3. Enter a chroot environment:

   sudo nixos-enter --root /mnt

4. Set a root password:

   passwd root

5. Regenerate and rebuild:

   cd /path/to/NixOS-Dev-Quick-Deploy
   ./nixos-quick-deploy.sh --resume
   sudo nixos-rebuild switch --flake ~/.dotfiles/home-manager#$(hostname)

Prevention: The deployment script now automatically syncs the root password with the primary user and configures the console with earlySetup = true and the required terminus_font package.
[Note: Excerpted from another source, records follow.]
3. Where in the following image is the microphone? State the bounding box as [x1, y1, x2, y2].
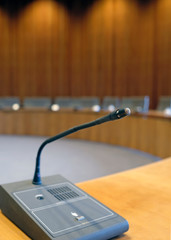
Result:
[32, 108, 131, 185]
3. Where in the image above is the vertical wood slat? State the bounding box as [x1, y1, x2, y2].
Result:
[0, 0, 171, 107]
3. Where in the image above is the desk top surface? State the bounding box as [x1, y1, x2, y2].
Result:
[0, 157, 171, 240]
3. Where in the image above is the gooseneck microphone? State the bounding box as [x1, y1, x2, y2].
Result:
[32, 108, 131, 185]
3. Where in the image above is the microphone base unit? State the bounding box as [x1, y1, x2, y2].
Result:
[0, 175, 129, 240]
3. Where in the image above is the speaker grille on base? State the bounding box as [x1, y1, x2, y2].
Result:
[47, 186, 80, 201]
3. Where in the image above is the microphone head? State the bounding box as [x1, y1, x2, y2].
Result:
[110, 108, 131, 120]
[125, 108, 131, 116]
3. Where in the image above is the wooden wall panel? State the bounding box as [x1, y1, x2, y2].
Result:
[155, 0, 171, 107]
[0, 0, 171, 107]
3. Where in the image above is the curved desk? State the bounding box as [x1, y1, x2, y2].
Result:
[0, 158, 171, 240]
[0, 110, 171, 158]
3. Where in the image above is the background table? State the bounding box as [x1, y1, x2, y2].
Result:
[0, 109, 171, 158]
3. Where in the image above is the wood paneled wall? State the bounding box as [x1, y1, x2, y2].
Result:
[0, 0, 171, 108]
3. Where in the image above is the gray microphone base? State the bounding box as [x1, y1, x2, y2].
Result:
[0, 175, 129, 240]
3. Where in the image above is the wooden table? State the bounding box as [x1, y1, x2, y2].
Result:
[0, 157, 171, 240]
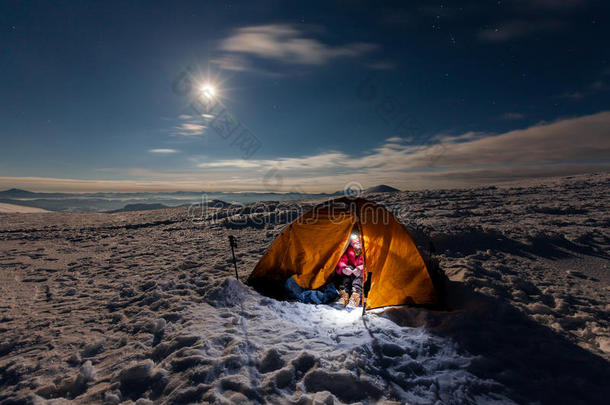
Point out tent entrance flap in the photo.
[248,198,437,309]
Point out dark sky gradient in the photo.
[0,0,610,191]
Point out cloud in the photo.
[478,20,565,42]
[501,113,525,121]
[559,69,610,101]
[148,149,178,153]
[216,24,377,65]
[512,0,587,11]
[170,114,207,136]
[192,112,610,189]
[5,111,610,192]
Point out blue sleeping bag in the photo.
[284,277,339,304]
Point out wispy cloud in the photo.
[148,149,178,154]
[170,114,206,136]
[559,69,610,101]
[192,112,610,188]
[478,20,565,42]
[215,24,377,70]
[5,111,610,192]
[509,0,587,11]
[500,112,525,121]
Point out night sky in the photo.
[0,0,610,192]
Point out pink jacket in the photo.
[336,246,364,276]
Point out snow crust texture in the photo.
[0,175,610,405]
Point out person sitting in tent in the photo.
[335,233,364,307]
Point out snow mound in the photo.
[205,278,248,307]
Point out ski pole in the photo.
[229,235,239,281]
[362,272,373,315]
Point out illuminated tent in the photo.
[248,197,438,309]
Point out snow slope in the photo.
[0,175,610,404]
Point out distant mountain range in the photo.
[364,184,400,193]
[0,184,400,212]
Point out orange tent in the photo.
[248,197,438,309]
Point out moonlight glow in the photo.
[199,83,216,100]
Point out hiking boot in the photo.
[348,293,360,307]
[337,290,349,307]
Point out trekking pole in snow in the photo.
[229,235,239,280]
[362,272,373,315]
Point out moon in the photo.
[199,83,216,100]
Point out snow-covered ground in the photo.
[0,174,610,404]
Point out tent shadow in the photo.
[380,281,610,404]
[434,230,610,260]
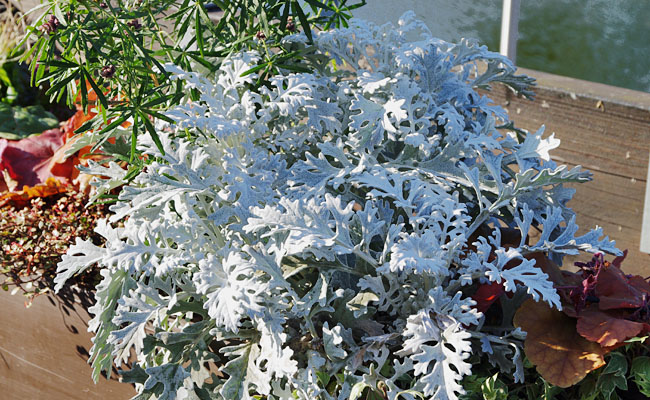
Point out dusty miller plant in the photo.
[57,14,619,399]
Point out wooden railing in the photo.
[488,69,650,277]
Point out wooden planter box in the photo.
[0,290,136,400]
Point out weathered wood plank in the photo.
[489,70,650,276]
[0,290,136,400]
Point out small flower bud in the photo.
[126,18,142,31]
[286,17,296,32]
[39,15,61,34]
[99,65,115,79]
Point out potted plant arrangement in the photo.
[6,1,650,399]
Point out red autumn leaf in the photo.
[0,129,73,189]
[472,282,505,313]
[514,299,608,388]
[595,263,647,310]
[576,304,646,347]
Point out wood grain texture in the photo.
[0,290,136,400]
[484,70,650,277]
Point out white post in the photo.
[499,0,521,63]
[640,150,650,253]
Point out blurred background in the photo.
[355,0,650,92]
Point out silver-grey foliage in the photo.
[57,14,619,399]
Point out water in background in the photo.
[355,0,650,92]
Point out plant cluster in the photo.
[22,0,363,165]
[0,179,108,303]
[55,12,636,400]
[464,254,650,400]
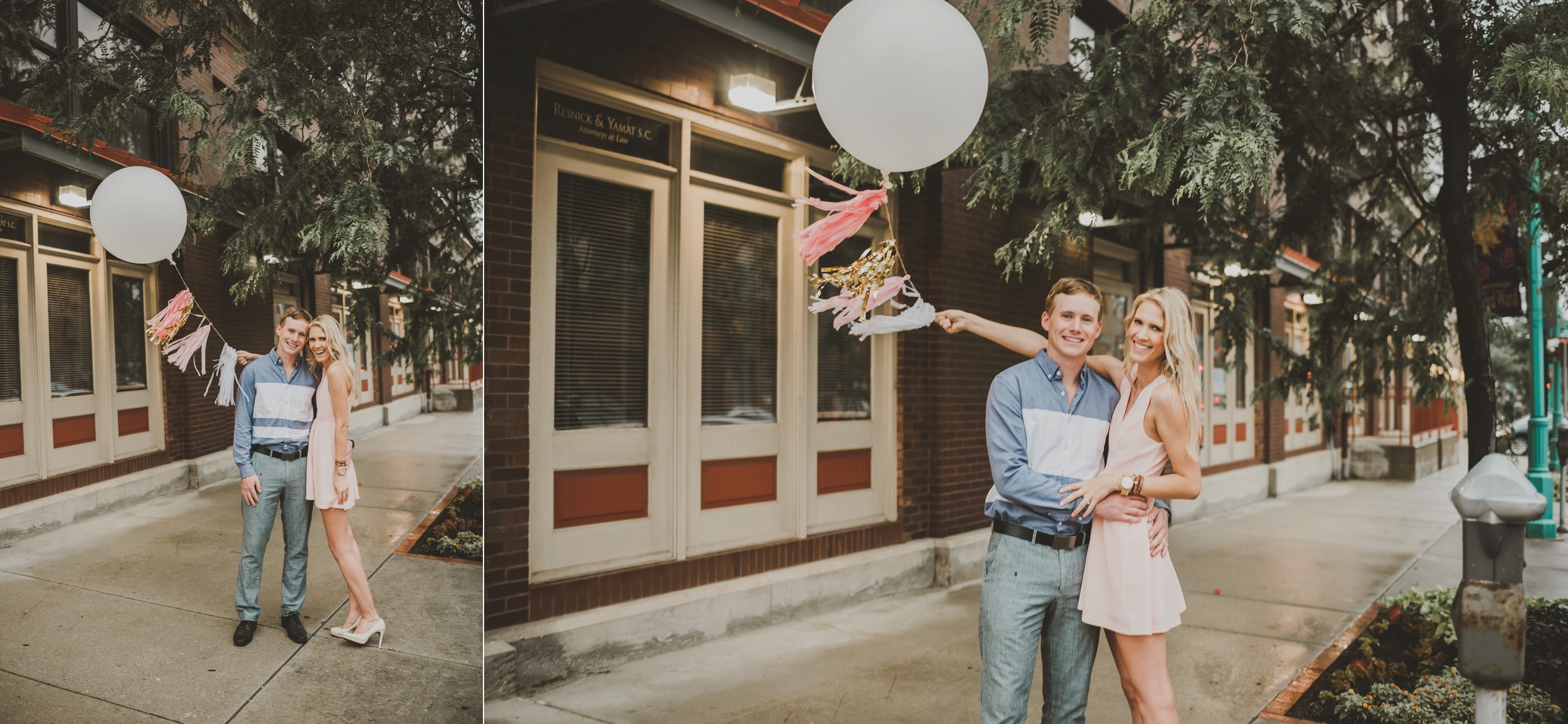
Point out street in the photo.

Symptom: System drops into emergency mode during boot with messages such as:

[FAILED] Failed to mount /var/lib/containers/storage/overlay/df4bd49...
[DEPEND] Dependency failed for Local File Systems

Cause: Upstream Podman (and earlier revisions of this deploy script) defaulted to the kernel overlay driver, which is unsupported on filesystems such as ZFS. If an older configuration or manual override still points at overlay, systemd attempts to mount it during boot and fails before local-fs.target completes. Current releases fall back to the more conservative vfs driver when no filesystem-specific driver is detected, but lingering overlay entries from prior runs can still trigger the failure until the configuration is regenerated.
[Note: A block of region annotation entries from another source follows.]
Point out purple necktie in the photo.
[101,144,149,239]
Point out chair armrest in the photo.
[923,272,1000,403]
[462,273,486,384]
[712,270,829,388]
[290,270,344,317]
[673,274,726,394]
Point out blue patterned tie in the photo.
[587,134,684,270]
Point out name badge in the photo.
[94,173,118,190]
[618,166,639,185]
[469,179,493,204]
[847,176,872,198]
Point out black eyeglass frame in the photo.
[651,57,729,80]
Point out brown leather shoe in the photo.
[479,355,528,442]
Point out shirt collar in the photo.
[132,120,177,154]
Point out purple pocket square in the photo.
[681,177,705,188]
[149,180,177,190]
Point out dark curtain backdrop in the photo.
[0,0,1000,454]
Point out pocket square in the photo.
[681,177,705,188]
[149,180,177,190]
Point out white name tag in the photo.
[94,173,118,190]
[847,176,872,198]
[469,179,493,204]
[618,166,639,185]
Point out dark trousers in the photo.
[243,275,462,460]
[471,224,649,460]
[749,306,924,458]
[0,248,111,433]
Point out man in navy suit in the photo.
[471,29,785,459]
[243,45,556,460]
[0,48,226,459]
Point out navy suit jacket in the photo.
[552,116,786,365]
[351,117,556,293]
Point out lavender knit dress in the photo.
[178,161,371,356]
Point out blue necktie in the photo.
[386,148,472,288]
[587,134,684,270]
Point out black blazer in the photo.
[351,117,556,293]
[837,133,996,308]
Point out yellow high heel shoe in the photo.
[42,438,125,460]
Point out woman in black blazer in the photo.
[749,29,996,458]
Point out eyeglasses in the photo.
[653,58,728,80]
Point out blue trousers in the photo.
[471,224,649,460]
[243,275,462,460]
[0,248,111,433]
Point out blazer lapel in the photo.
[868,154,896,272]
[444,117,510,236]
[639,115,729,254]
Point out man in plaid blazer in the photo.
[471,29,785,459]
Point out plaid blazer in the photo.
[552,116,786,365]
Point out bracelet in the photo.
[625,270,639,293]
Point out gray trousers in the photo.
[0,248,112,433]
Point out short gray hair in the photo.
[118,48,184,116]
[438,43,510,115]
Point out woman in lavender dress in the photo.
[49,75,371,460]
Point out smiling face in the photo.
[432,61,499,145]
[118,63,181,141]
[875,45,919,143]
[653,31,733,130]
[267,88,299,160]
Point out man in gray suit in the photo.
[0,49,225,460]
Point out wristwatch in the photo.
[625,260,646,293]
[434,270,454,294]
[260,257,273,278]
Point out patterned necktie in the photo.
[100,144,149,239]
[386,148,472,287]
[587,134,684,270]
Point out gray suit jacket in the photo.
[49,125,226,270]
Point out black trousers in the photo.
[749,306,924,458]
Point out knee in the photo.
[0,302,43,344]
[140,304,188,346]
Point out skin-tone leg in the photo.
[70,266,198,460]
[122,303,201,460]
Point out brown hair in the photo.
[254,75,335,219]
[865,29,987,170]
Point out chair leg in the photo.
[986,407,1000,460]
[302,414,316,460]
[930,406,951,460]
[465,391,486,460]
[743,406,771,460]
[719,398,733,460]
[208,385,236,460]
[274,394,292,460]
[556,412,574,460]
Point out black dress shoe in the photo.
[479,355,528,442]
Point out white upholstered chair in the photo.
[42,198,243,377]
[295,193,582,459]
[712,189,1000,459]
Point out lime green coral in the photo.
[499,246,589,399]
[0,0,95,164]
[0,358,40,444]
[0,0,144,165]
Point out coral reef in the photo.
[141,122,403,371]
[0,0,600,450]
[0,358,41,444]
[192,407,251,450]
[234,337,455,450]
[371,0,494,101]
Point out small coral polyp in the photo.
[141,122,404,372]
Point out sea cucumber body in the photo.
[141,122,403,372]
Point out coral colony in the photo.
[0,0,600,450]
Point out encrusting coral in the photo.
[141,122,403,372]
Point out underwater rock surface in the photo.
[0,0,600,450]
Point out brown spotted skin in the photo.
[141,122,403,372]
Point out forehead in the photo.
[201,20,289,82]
Fix: The generator now inspects the filesystem that backs /var/lib/containers and sets virtualisation.containers.storage.settings.storage.driver (for example zfs) so NixOS renders a compatible /etc/containers/storage.conf. When the existing file still pins a conflicting driver (for example a legacy overlay entry) the detector attempts to rewrite /etc/containers/storage.conf in place—saving a timestamped .bak next to the file and archiving a copy under ~/.cache/nixos-quick-deploy/backups/<timestamp>/etc/containers/storage.conf—so the system starts using the new driver immediately. If permissions block the repair it prints a warning so you can regenerate before rebooting. Regenerate your configuration and rebuild:

1. Confirm the backing filesystem (optional):

   findmnt -no FSTYPE,SOURCE /var/lib/containers

2. Regenerate configs so the new storage detection runs:

   cd ~/NixOS-Dev-Quick-Deploy
   ./nixos-quick-deploy.sh --resume

3. Rebuild and activate the system profile:

   sudo nixos-rebuild switch --flake ~/.dotfiles/home-manager

4. Verify Podman is using the new driver:

   sudo podman info --format '{{.Store.GraphDriverName}}'

On the next reboot the mount units no longer reference overlay paths, so the system reaches the login screen normally.
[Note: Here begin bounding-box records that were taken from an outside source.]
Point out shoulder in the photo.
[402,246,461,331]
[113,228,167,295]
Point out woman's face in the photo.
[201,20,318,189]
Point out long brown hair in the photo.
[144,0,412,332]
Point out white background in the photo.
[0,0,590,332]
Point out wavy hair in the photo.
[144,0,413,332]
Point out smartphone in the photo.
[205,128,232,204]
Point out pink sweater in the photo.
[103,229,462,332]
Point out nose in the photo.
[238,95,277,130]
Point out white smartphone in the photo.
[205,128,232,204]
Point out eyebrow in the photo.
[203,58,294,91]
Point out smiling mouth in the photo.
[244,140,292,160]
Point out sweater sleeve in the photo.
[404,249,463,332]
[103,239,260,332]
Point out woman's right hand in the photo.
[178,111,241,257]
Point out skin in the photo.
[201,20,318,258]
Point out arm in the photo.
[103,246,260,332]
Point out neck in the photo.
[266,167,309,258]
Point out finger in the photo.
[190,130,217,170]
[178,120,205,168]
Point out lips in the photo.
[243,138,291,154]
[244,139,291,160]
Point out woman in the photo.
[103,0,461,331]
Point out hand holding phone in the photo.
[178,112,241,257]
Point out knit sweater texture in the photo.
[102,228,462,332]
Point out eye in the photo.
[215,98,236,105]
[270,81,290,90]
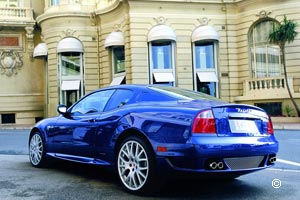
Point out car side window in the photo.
[71,90,115,115]
[105,89,133,111]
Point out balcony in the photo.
[0,7,35,27]
[234,76,300,102]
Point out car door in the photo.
[50,89,115,159]
[95,89,134,162]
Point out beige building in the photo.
[0,0,300,124]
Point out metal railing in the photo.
[0,7,33,20]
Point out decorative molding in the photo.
[25,26,34,55]
[63,28,76,37]
[114,24,121,31]
[153,16,167,24]
[0,50,23,76]
[197,17,210,26]
[256,10,272,18]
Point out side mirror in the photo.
[57,105,67,116]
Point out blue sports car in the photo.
[29,85,278,194]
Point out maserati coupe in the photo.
[29,85,278,194]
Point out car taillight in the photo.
[192,110,216,133]
[267,117,274,134]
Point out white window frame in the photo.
[148,40,177,87]
[58,52,84,105]
[248,19,283,78]
[109,46,126,85]
[192,40,219,98]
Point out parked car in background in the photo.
[29,85,278,194]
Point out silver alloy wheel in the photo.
[118,140,149,191]
[29,133,44,166]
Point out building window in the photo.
[193,41,218,97]
[1,113,16,124]
[249,19,283,78]
[50,0,60,6]
[59,52,83,107]
[57,37,84,107]
[0,0,21,8]
[254,102,282,117]
[149,40,175,86]
[110,46,126,85]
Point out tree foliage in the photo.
[269,15,300,117]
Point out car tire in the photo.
[116,136,161,195]
[29,131,46,167]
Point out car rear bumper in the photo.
[157,136,278,174]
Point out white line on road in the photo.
[276,158,300,167]
[267,168,300,173]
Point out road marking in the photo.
[276,158,300,167]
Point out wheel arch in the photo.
[28,127,46,145]
[114,128,155,158]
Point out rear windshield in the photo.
[149,85,219,100]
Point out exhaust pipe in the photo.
[269,156,276,164]
[209,162,218,169]
[209,162,224,170]
[218,162,224,169]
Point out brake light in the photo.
[267,117,274,134]
[192,110,216,133]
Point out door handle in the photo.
[88,118,96,123]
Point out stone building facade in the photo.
[0,0,300,124]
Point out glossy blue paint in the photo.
[32,85,278,177]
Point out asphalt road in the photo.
[0,130,300,200]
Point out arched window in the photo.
[249,18,282,78]
[148,24,176,86]
[104,31,126,85]
[57,37,84,107]
[192,26,219,97]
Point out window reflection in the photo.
[152,41,172,69]
[61,52,80,76]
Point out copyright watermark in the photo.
[272,179,281,189]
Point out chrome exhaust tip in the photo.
[209,162,218,169]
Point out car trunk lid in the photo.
[212,104,273,136]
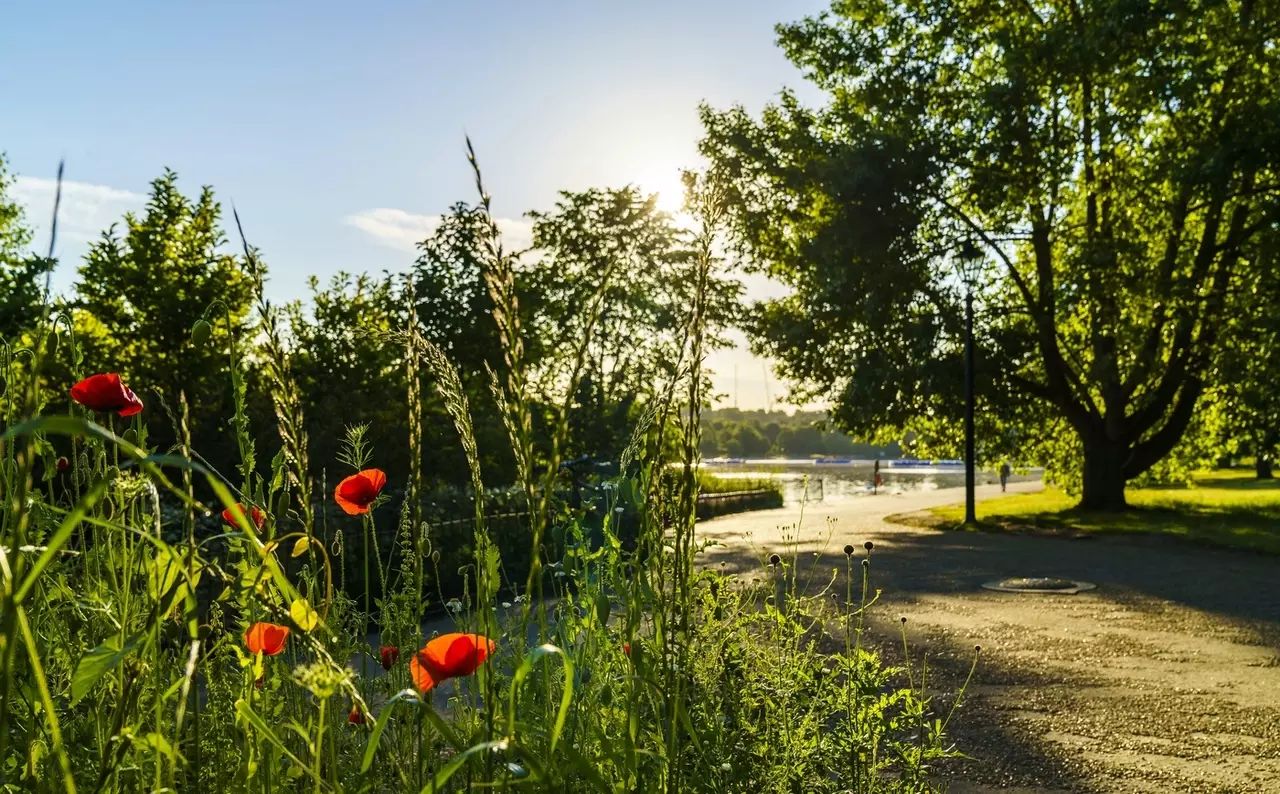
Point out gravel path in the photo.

Update: Overlay storage support has been removed from the generator. Phase 1 now enforces vfs, btrfs, or zfs and refuses to reintroduce legacy overlay entries, so regenerated configurations stop creating overlay mount units and systemd boots normally after the next rebuild.

Tip: The deployment script now re-checks the container storage backend each time it regenerates configuration.nix, so resumed runs or flake edits pick up the correct driver automatically. Set FORCE_CONTAINER_STORAGE_REDETECT=true if you want to force a fresh probe, adjust the fallback with DEFAULT_PODMAN_STORAGE_DRIVER=<driver>, or export PODMAN_STORAGE_DRIVER_OVERRIDE=<driver> to bypass auto-detection intentionally. Set PODMAN_AUTO_REPAIR_SYSTEM_STORAGE_CONF=false to skip the automatic /etc/containers/storage.conf rewrite and keep the warning-only behaviour. Phase 1 now prompts for the Podman storage driver (default: vfs) so you can pick vfs, btrfs, zfs, or auto on each run without persisting the choice.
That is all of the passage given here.